もしも君が助けてくれたら
「母親には優しくしてあげないといけないよ。君たち子供は親がいないと何もできないんだから」

親がいないと何もできない?

じゃぁ、アイツはどうなるんだ・・・。

母親も父親もいない家で弟とたった二人で過ごしているアイツ等はどうなるんだ。

「じゃぁ、あんたは何でその何もできない子供を放ってるんだ。金だけ渡せば充分だと思ってるのか?」

自分でも驚くほど低い声がでた。

けど、それに驚いたのは俺だけじゃなかった。

狩谷も母さんも驚いていた。

けど、狩谷はすぐにフッと鼻で笑った。

「君は俺の子供を知っているようだね。
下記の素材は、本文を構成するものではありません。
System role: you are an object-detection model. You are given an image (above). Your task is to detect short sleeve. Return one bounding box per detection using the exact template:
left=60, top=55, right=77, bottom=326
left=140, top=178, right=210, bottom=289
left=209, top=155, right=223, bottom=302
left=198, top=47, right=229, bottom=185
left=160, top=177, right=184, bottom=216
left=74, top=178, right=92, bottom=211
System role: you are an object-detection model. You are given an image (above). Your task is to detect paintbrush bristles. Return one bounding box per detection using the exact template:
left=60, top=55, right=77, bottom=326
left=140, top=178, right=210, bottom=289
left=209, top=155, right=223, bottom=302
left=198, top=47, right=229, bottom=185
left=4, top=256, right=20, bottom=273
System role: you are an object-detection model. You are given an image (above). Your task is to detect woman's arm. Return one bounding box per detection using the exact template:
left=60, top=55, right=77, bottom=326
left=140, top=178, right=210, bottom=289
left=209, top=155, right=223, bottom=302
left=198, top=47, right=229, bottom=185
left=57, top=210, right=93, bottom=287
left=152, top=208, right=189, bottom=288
それは、どこで知った?本人たちからか?それとも、君の母親からか?」

母さんが顔を横に振った。

「私は輝にあなたのことを言ってないわ!言うはずないもの!」

「そうだね・・・。言われたら大変だからね。だったら本人からか・・・」

狩谷は小さく舌打ちして小さな声で呟いた。

「・・・だったらおしおきをしないとな」

俺はハッとして狩谷に突っかかった。

「お前っ!!自分の子供が大切じゃねぇのかよ!!」

狩谷は小さなため息をついた。

「初めは可愛かった。・・・が、やっぱり俺は父親に向いてないみたいだ。安心しろ。きちんと金は毎日つぎ込んでいる」

そういう問題じゃない。

そういう問題じゃないんだ。

「お前、何も分かってねぇ。金をやっておけばいいもんじゃねぇ。アイツ等はそんな犬みてねぇな奴らじゃねぇよ」

狩谷が俺を見下ろした。

俺よりも高い身長。

モデルをやっているだけあって、迫力があった。

「へぇ・・・。だったらあの子たちは何を待ってるんだ?」

「あんただよ。あんたをずっと待っている。それから、母親をあんたに助けてほしいと思ってる・・・」

すると、狩谷がやれやれ、と首を横に振った。

「まったく残念だけど、あの女を俺は治すことができない。第一、目が見えないっていうのによくあそこまでやったものだよ」

そういえば、夏も言っていた。

母親は目が見えないって。

「だから、家族を捨てたのか」

狩谷が肩を竦めた。

「捨てたわけじゃない。ただ、距離をおいているだけだ」

と、その時、狩谷の携帯が鳴った。